Subscribe

Lost confidence

WARNING: Still in draft
This article is unfinished, made public for feedback and contemplation.
RICE and other confidence-based frameworks are mostly noise. Here’s how to make decisions without pretending to know the unknowable.

Confidence games

Many prioritization frameworks include a measure of confidence1—how sure we are that we can execute, at more-or-less the predicted estimated effort, resulting in more-or-less the predicted impact. This seems rational; if two projects generate equal value for equal effort, but we’re confident we can execute the first and unsure about the second, we should select the first.

1 Or a measure of risk. Whether risk is equal to 1—confidence is left to the discretion of the reader.

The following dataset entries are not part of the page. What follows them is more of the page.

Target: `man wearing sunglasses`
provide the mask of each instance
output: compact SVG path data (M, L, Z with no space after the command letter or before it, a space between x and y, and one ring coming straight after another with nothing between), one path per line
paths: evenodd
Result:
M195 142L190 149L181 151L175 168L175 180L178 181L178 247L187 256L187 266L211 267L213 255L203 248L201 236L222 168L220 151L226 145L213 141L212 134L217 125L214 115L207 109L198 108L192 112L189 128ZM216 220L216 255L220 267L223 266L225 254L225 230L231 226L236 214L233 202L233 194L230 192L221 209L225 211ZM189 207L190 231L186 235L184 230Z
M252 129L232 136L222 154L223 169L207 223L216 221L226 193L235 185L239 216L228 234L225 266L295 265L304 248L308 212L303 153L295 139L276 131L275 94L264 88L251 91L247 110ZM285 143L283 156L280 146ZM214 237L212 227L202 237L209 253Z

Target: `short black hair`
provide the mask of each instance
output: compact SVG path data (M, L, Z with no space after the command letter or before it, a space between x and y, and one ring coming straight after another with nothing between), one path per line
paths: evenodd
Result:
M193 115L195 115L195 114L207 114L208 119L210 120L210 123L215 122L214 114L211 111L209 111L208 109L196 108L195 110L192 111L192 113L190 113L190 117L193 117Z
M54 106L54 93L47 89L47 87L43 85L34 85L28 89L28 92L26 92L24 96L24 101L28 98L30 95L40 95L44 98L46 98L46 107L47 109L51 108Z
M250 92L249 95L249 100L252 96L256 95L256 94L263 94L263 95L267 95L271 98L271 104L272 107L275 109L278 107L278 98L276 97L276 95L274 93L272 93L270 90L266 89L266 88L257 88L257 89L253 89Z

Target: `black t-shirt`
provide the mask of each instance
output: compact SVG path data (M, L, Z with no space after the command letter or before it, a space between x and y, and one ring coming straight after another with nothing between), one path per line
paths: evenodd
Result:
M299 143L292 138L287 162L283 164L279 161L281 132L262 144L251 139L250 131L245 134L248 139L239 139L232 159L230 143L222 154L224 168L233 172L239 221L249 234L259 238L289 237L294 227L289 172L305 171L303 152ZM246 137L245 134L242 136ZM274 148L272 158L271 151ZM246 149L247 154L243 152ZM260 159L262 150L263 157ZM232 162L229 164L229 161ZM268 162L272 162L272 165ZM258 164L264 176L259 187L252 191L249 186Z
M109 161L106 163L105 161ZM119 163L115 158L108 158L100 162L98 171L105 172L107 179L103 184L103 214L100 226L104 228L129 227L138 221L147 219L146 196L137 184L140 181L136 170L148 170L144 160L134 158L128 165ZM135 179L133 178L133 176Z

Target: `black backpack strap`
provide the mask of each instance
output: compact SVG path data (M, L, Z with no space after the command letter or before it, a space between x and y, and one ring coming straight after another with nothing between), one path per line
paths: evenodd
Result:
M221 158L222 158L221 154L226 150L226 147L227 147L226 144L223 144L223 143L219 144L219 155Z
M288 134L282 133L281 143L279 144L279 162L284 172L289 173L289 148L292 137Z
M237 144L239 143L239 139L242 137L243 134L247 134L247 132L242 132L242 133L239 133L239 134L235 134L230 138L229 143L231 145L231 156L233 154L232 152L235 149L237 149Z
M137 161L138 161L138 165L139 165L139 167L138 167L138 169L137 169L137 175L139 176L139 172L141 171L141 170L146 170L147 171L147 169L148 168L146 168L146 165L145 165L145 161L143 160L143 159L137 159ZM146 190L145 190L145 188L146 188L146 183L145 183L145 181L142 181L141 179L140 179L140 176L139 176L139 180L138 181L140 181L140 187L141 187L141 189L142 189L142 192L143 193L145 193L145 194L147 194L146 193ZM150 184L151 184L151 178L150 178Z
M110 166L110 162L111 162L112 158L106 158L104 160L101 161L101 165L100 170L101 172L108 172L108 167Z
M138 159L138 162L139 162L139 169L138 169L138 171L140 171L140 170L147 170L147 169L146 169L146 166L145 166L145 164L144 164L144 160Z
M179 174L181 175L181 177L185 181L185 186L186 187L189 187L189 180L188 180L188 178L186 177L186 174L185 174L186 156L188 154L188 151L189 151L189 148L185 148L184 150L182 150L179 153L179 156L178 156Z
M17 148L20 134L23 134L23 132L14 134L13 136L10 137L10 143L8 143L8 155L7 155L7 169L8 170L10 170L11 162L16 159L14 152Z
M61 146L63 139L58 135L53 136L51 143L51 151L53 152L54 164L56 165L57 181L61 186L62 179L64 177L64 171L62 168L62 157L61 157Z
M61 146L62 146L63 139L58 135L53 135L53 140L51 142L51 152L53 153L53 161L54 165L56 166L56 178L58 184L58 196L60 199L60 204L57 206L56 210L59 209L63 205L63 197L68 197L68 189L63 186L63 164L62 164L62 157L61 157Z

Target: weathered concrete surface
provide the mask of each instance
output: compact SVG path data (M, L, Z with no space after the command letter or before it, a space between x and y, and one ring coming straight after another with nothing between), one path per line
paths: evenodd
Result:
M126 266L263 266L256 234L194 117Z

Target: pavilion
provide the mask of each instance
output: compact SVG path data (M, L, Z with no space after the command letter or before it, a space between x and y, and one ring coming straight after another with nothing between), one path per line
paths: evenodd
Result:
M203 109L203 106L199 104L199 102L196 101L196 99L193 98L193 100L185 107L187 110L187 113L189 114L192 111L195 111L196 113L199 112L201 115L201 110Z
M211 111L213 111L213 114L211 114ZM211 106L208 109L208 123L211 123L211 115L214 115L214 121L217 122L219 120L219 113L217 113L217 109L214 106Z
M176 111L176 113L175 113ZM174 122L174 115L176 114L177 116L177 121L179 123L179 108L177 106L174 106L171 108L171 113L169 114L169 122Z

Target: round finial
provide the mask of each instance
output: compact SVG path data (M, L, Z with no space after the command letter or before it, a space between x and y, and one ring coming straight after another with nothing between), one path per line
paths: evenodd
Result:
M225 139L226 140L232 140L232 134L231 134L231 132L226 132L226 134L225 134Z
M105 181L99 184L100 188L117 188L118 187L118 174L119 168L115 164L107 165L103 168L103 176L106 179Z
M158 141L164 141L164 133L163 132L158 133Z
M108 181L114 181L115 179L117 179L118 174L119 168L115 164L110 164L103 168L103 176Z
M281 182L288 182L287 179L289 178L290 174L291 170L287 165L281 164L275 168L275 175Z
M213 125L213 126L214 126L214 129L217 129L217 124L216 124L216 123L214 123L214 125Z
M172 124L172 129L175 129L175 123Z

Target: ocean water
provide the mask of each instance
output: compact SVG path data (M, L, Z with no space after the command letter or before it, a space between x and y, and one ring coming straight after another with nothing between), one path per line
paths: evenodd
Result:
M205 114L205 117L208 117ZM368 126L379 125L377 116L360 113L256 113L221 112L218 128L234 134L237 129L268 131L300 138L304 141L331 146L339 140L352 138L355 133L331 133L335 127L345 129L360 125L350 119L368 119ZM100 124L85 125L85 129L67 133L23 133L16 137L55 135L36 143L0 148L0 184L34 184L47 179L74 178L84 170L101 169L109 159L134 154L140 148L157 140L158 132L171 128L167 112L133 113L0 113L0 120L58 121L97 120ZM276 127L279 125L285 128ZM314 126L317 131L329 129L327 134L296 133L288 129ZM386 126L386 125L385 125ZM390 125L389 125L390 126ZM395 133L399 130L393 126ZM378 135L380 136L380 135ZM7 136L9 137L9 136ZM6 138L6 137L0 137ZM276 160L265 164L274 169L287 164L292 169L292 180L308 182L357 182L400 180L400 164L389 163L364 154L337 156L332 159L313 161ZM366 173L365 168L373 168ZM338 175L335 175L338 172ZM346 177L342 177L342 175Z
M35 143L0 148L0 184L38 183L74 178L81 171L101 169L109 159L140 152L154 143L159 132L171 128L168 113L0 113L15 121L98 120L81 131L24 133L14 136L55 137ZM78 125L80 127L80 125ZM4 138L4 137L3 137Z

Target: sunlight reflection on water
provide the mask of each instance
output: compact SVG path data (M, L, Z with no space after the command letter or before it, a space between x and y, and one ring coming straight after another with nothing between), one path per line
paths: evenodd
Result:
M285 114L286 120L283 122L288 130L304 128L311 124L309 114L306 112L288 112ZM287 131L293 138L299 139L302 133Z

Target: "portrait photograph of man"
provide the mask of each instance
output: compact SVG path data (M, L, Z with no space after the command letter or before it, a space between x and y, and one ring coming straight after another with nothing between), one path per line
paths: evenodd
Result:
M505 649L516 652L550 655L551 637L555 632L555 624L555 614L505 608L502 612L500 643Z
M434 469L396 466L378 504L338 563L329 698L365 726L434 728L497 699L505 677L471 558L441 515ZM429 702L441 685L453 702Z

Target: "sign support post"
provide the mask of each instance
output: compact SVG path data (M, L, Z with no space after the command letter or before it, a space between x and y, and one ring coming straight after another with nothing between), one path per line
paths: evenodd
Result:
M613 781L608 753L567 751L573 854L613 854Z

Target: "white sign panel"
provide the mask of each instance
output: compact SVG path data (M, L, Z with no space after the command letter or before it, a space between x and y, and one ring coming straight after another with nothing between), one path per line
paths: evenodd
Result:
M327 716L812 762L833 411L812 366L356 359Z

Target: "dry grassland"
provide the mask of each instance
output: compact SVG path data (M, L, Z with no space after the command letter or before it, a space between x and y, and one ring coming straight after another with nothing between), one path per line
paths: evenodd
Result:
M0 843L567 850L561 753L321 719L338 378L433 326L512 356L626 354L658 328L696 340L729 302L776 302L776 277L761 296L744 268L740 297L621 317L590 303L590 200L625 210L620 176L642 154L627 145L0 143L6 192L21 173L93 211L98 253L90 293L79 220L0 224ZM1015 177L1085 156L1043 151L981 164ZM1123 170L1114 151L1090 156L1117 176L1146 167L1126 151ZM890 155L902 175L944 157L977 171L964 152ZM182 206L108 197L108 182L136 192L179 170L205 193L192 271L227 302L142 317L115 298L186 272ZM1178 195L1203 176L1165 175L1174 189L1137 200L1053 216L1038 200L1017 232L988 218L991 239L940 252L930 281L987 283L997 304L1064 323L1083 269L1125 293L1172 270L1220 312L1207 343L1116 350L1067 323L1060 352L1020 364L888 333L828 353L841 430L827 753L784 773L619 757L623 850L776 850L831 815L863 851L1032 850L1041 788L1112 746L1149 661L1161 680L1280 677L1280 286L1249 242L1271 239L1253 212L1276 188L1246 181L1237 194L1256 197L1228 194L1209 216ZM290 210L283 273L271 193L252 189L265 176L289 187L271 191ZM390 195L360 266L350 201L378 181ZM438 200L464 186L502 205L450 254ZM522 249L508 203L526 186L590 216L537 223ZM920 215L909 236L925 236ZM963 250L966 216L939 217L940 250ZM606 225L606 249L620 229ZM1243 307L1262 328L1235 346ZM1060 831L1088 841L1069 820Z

This is not, however, how confidence scores are used. If it were, the process would look like this:

  1. Score projects somehow.
  2. If there’s one clear winner, do it.
  3. If there’s a tie, pick the one we are more confident in.

That’s not a bad idea. But popular frameworks like RICE include “confidence” in step one:

\text{Score} = \dfrac{\text{Reach}\times\text{Impact}\times\text{Confidence}}{\text{Effort}}

Or RPS:

\text{Score} = \text{Reach}\times\text{Potential}\times\text{Solution Confidence}

Which means, for example, the following two scenarios are deemed equally strong:

  1. A small incremental feature, that we’re sure we can execute.
  2. A large feature, with large impact, that carries some risk.

This equality is false. Especially when you remember that small projects almost always carry higher confidence, and rightly so.2 But that systematically skews the prioritization away from delivering as much value as possible—the opposite of what a prioritization framework ought to do.

2 If you disagree, consider that the entire motivation of the Agile movement was that we should always have low confidence that large projects will be successful, despite our best techniques of planning, analysis, and estimation. And consider this theory of Rocks, Pebbles, and Sand.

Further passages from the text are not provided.